We are delighted to launch brand new limited edition print Heart Throb by Kelly-Anne Davitt for Valentine's Day. We met with Kelly to learn more about her work and creative routine.
We are excited to launch this print for Valentine's Day. Why did you choose to create a study of a heart sweet?
Reflecting upon The Hepatitis C Trust I chose the heart as a symbol of life and living, the throb is the beat, the blood being pumped around the body. I partly chose the Heart Throb sweet because of its name, I like the way Throb may also allude to sexual arousal, it amused me.
I often paint sweets, they are a vehicle for me to paint many different forms, shapes, textures and colours.
Your work is often playful and suggestive, challenging pop culture and the expectations of women. What do you want the viewer to take from your work?

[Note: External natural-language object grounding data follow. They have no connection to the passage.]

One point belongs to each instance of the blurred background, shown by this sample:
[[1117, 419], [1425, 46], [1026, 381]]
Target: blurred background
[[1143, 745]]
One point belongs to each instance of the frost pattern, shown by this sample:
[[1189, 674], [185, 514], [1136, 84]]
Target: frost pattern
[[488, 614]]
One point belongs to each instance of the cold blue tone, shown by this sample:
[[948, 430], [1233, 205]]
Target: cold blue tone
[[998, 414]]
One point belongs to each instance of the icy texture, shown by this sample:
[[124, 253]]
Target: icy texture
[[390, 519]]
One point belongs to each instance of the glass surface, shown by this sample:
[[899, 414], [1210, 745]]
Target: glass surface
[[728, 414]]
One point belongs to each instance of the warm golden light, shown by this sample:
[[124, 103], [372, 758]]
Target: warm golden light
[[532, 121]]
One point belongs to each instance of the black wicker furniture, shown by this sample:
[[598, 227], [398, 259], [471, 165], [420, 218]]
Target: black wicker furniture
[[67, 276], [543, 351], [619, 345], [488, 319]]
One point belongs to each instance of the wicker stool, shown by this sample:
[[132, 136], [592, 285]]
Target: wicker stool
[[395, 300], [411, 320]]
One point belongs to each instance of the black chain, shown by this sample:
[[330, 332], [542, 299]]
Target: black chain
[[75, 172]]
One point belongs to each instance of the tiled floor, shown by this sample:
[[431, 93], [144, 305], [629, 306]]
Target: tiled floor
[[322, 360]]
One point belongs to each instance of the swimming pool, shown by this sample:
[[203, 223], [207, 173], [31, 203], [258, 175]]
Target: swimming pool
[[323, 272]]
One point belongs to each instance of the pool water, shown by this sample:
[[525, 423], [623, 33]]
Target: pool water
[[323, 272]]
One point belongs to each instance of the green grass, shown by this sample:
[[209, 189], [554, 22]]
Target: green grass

If the work is based in feminism, I am usually bringing inequalities to the foreground to set-up conversation. Most recently, with a show I curated called: The Most Powerful Woman In The Universe, I wanted people/women to feel empowered and positive.
My more playful paintings referencing pop culture like Heart Throb, Cherries, Conkers are all part of a series I call Synthetic Optimism. I’m really excited by advertisements on posters at the bus stop, Tescos and Waitrose vans and shopping bags, and images online. I love looking through stock images of food and objects. There is such a vast wealth of amazing compositions and colours there for me to draw from and I really like how glossy, shiny and perfect everything looks.
My intention is to give these familiar images a different context through painting. I hope to deliver an opulent, optimistic experience which highlights and examines cultural imagery. Both in how the objects are painted and in what I choose to depict.
The viewer is presented with the beauty and humour I find in this bombardment of images. I hope to translate my energy, love and excitement for them.
I like it when objects have connotations: Cherries are always popped and Gobstoppers shut you up. I like finding the humour in these things and highlighting them. Often the title of an object and of the artwork is important to the audience experience.
Your works feature vibrant and often primary colours. How does colour influence your practice?
Colour dictates my practice. I am guided by my love of the bright and vibrant but also contrast. I like to depict bright colour descending into darkness. I really enjoy painting the gaps within things. I am compelled to study the reflections of colour upon objects. This is my ultimate painting fantasy. (I try to remember my job is to play)
Tell us about your studio. What do you need around you to work effectively?
I recently made a studio in my house. It overlooks Wanstead Flats and I have natural light and heating, which is still such a novelty.
I’ve had a big wooden structure built to house my large scale paintings. It’s on wheels so I can bring things closer to the window if I need to when I’m painting.
- Good quality canvas, brushes and oil paints. The best for opaque bright colours are Micheal Harding. I also use Old Holand and Winsor and Newton.
- My Mahl stick, which is a tool to steady your hand when painting. I have a Victorian one my Dad gave me which I love and use constantly.
- My camera and printer. A big roll of paper, colour charcoal, pens and sketch pads.
For inspirational purposes at the moment I am surrounded by vintage toys I keep buying off eBay and lots of different types of sweets.
Talk us through a day in your life. Do you have a creative routine?
My creative routine varies. I like to be flexible depending on what needs to get done. If I’m working on a labour-intensive painting I will probably start work 8:30-9 and work about 10 hours straight, have brief breaks and loads of tea.
At the moment, I’m getting started on quite a few different paintings and coming up with new ideas - on these days I need to walk. I’ve been walking through Wanstead Flats to Wanstead Park. It’s really beautiful there and it helps clear my head.
Then home, lunch and work until 7pm or for as long as I have the energy.
A young British artist, painter and feminist, Kelly-Anne Davitt was selected by the National Portrait Gallery to exhibit in the BP Portrait Awards, immediately after graduating from London Guildhall University with a degree in Fine Art.
Kelly has had solo shows: Beach Balls & Melons at Dadiani Fine Art, Cork Street and Feel Good at Blacks, Soho. She has also exhibited her work at Faggionato Fine Arts, Colony Room Club, Gallery 46, The Laurence Stern Trust, Art Car Boot Fair, Zoo Art Fair, Trolley Gallery, Outside World Gallery and Lights of Soho.
Through her oil paintings exploring the hyper-sexual images of women found online and within media, rendered realistically and with playful pop tones, Kelly achieves a contemporary approach and attitude to the time-honoured female nude.
She also uses light text sculpture to re-enforce the ideas within her paintings. Taking text that amuses and outrages her from tabloids and magazines and re-appropriating them to illuminate the ridiculous, absurd and humorous.
These themes remain dominant in Kelly’s work. She currently lives and works in London.